Überraschend pessimistisch schätzen Industrievorstände die Konjunkturaussichten für 2010 ein. Im INDUSTRIEMAGAZIN-Konjunkturpanel: Johann Marihart (Agrana AG), Hanno Baestlein (Constantia AG) und Veit Sorger, Präsident der Industriellenvereinigung.
Industriemagazin: Derzeit herrscht Optimismus, was die Aussichten für das kommende Jahr betrifft. Die Eurozone soll, so die Statistiker, um 0,7 Prozent wachsen, Österreich sogar um 1,1 Prozent.Teilen Sie diesen Optimismus?
Hanno Baestlein: Die Projektionen zum Wirtschaftswachstum waren in den vergangenen Monaten nicht gerade akkurat. Hat man den Abschwung noch im Herbst vergangenen Jahres unterschätzt, so waren die Vorhersagen vom Frühjahr offenbar zu vorsichtig. Ich teile die Euphorie, die derzeit herrscht, nicht. Wenn sich das Jahr 2010 gesamtwirtschaftlich so darstellt wie 2009 können wir m. E. zufrieden sein. Problematisch werden auch die in der Krise von den Regierungen richtigerweise zur Verfügung gestellte Liquidität und die damit verbundenen steigenden Staatsverschuldungen.

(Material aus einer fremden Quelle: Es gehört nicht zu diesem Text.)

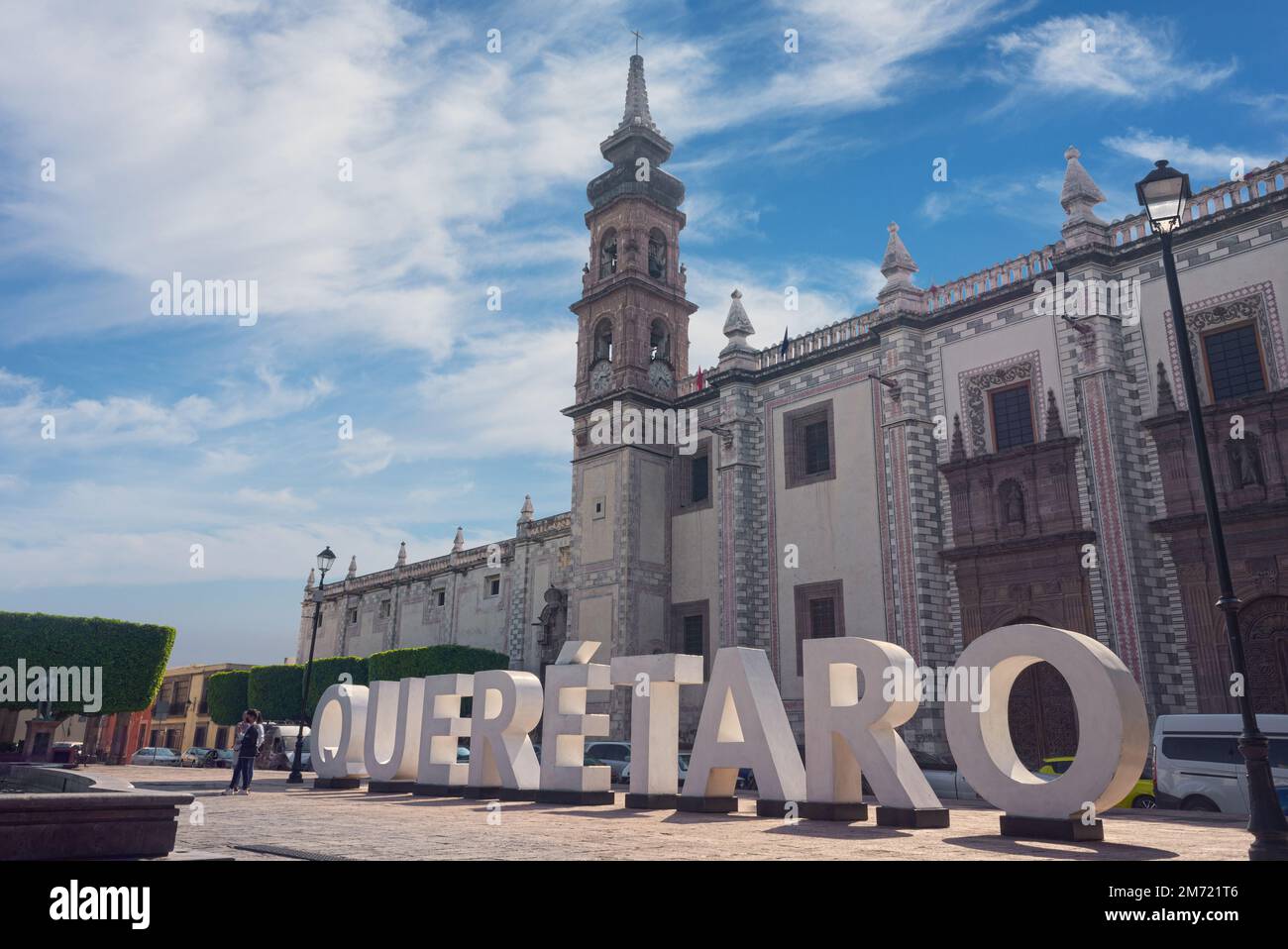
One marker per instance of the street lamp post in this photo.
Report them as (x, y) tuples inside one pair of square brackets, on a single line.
[(325, 559), (1163, 193)]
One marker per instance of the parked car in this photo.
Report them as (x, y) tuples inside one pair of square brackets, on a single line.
[(616, 755), (155, 756), (683, 769), (1198, 765), (194, 757), (1140, 795), (943, 777)]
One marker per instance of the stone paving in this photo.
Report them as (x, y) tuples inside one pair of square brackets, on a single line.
[(399, 827)]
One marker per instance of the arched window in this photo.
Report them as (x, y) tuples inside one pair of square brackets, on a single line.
[(604, 339), (657, 256), (658, 342), (608, 254)]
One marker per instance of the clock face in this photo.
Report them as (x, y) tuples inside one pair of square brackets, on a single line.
[(600, 376), (660, 376)]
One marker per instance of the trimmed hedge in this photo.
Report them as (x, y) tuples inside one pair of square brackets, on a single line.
[(227, 695), (417, 662), (326, 673), (133, 656), (275, 691)]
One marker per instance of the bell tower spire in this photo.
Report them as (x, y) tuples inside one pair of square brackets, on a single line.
[(632, 313), (632, 346)]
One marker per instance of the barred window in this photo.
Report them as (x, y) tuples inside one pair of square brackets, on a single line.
[(818, 456), (699, 477), (1013, 417), (819, 614), (809, 445), (1234, 362), (694, 639)]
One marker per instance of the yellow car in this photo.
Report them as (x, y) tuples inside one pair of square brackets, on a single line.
[(1140, 795)]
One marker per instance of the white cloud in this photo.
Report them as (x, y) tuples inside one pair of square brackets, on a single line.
[(115, 421), (1215, 161), (1128, 60)]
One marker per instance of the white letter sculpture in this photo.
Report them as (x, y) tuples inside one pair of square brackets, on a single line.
[(506, 708), (743, 725), (565, 776), (1113, 733), (848, 734), (336, 739), (441, 773), (393, 734), (656, 683)]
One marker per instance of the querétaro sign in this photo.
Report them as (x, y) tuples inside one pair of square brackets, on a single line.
[(410, 730)]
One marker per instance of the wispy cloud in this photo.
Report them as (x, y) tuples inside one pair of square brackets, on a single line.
[(1108, 54), (1218, 161)]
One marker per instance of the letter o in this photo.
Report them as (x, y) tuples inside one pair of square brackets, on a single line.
[(339, 733), (1113, 729)]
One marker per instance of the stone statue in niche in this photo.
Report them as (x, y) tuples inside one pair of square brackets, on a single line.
[(1244, 456), (1013, 503)]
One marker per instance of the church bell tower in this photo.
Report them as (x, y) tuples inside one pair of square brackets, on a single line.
[(632, 343)]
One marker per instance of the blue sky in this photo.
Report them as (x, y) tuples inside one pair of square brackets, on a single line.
[(469, 171)]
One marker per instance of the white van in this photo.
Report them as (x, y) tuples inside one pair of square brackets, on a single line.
[(1198, 765)]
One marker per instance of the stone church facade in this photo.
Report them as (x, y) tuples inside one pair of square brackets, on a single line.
[(954, 460)]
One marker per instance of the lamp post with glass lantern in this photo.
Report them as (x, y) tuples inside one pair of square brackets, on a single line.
[(325, 559), (1163, 193)]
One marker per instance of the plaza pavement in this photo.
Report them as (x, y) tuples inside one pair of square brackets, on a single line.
[(355, 824)]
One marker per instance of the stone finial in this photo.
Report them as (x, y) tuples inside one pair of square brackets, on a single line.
[(1166, 403), (737, 329), (1080, 193), (737, 323), (958, 450), (636, 98), (1054, 428), (897, 265)]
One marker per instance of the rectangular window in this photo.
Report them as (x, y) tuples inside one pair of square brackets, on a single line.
[(1234, 362), (1013, 417), (691, 630), (818, 456), (694, 479), (819, 613), (809, 445), (695, 641), (699, 479)]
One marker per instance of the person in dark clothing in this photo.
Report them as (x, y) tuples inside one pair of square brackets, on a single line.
[(252, 737)]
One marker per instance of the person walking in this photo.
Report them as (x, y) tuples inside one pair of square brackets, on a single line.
[(252, 738)]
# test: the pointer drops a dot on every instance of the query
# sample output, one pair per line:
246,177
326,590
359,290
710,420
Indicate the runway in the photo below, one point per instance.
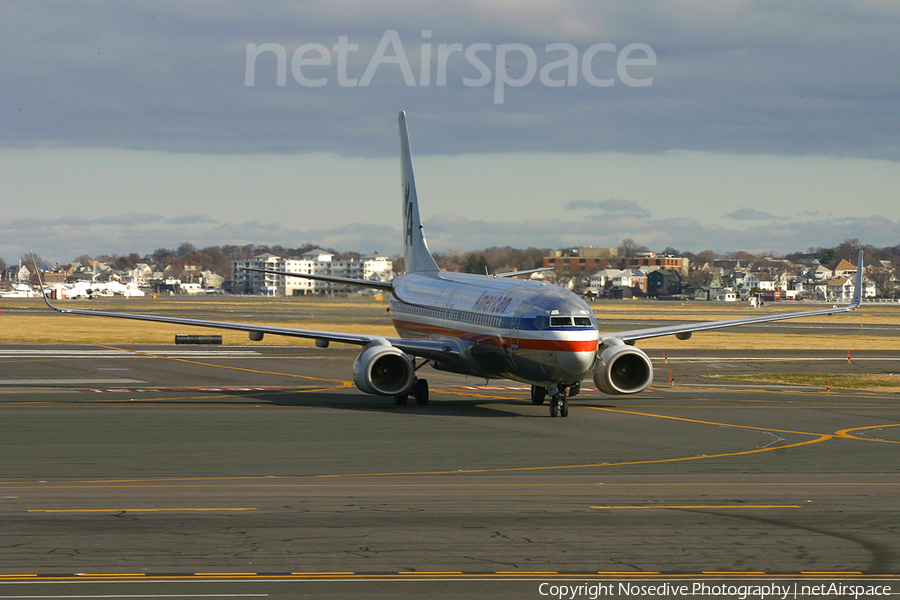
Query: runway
238,468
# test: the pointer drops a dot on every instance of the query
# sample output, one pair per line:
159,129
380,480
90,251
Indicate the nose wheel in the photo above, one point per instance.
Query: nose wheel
559,404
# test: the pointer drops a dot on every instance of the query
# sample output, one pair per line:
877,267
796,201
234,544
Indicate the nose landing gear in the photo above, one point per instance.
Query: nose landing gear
559,401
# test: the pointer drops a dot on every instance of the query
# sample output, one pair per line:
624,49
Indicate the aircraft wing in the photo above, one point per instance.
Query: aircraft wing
685,330
423,348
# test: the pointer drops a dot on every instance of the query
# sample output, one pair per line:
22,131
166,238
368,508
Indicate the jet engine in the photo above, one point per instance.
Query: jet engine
621,369
384,370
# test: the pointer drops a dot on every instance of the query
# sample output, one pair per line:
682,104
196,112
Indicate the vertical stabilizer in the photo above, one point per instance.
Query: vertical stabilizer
415,250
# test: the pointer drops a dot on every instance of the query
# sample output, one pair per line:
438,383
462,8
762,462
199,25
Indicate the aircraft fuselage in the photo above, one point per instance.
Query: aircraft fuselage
527,331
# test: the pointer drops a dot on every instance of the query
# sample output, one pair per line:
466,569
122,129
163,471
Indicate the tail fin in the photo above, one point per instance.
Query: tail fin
415,250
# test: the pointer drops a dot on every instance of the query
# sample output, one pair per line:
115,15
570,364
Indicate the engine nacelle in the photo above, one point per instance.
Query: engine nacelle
384,370
622,369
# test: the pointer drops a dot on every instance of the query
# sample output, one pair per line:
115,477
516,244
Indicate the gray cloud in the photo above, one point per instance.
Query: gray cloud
745,78
749,214
66,238
613,206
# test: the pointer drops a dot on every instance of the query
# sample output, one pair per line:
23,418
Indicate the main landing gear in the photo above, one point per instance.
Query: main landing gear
419,391
559,397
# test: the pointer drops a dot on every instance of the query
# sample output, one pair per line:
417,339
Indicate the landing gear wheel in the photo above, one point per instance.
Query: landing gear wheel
420,390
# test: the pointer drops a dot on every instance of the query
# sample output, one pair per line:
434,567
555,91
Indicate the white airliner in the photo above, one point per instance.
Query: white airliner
495,327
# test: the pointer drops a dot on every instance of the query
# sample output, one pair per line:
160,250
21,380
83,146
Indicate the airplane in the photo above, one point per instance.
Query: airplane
486,326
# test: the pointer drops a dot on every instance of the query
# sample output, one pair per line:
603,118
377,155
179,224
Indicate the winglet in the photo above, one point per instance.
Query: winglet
858,285
415,250
37,272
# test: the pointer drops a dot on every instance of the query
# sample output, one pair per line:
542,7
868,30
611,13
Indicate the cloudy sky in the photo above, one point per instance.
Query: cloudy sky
693,124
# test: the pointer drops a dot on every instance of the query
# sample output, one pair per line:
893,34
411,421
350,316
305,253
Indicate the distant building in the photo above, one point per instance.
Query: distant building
663,282
315,262
662,261
580,261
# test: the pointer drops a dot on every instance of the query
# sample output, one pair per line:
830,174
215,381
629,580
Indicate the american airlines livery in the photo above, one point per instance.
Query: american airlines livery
484,326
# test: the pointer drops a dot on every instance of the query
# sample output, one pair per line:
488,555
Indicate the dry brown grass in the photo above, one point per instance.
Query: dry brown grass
29,321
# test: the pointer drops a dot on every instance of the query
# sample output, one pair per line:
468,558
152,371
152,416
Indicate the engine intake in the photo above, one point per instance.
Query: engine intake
622,369
383,370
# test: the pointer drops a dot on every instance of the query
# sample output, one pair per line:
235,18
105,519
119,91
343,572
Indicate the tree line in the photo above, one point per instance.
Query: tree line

Johann Marihart: Ich glaube, wir können uns alle darauf einigen, dass wir im Sommer den konjunkturellen Talboden erreicht haben. Die Frage ist, wie flach oder steil wir in den kommenden Monaten wachsen werden. Wir werden im kommenden Jahr jedenfalls einen erheblichen Anstieg der Arbeitslosigkeit sehen – wenn auch möglicherweise einen weniger dramatischen, als noch im Frühjahr befürchtet.
Veit Sorger: Was mir für kommendes Jahr Sorgen macht, ist, dass selbst die optimistischen Prognosen von über einem Prozent Wachstum eigentlich eine schlechte Nachricht sind. Nach einem Rückgang von fast fünf Prozent sind – gehen wir davon aus, dass es eintritt – 1,1 Prozent Wachstum viel zu gering. Bei solch einem Plus würden wir bis tief ins nächste Jahrzehnt brauchen, um wieder dort anzuschließen, wo wir uns Mitte 2008 befunden haben. Und ein Wachstum von rund einem Prozent bedeutet natürlich auch, dass keine neuen Jobs geschaffen werden – dazu braucht es zumindest zwei Prozent.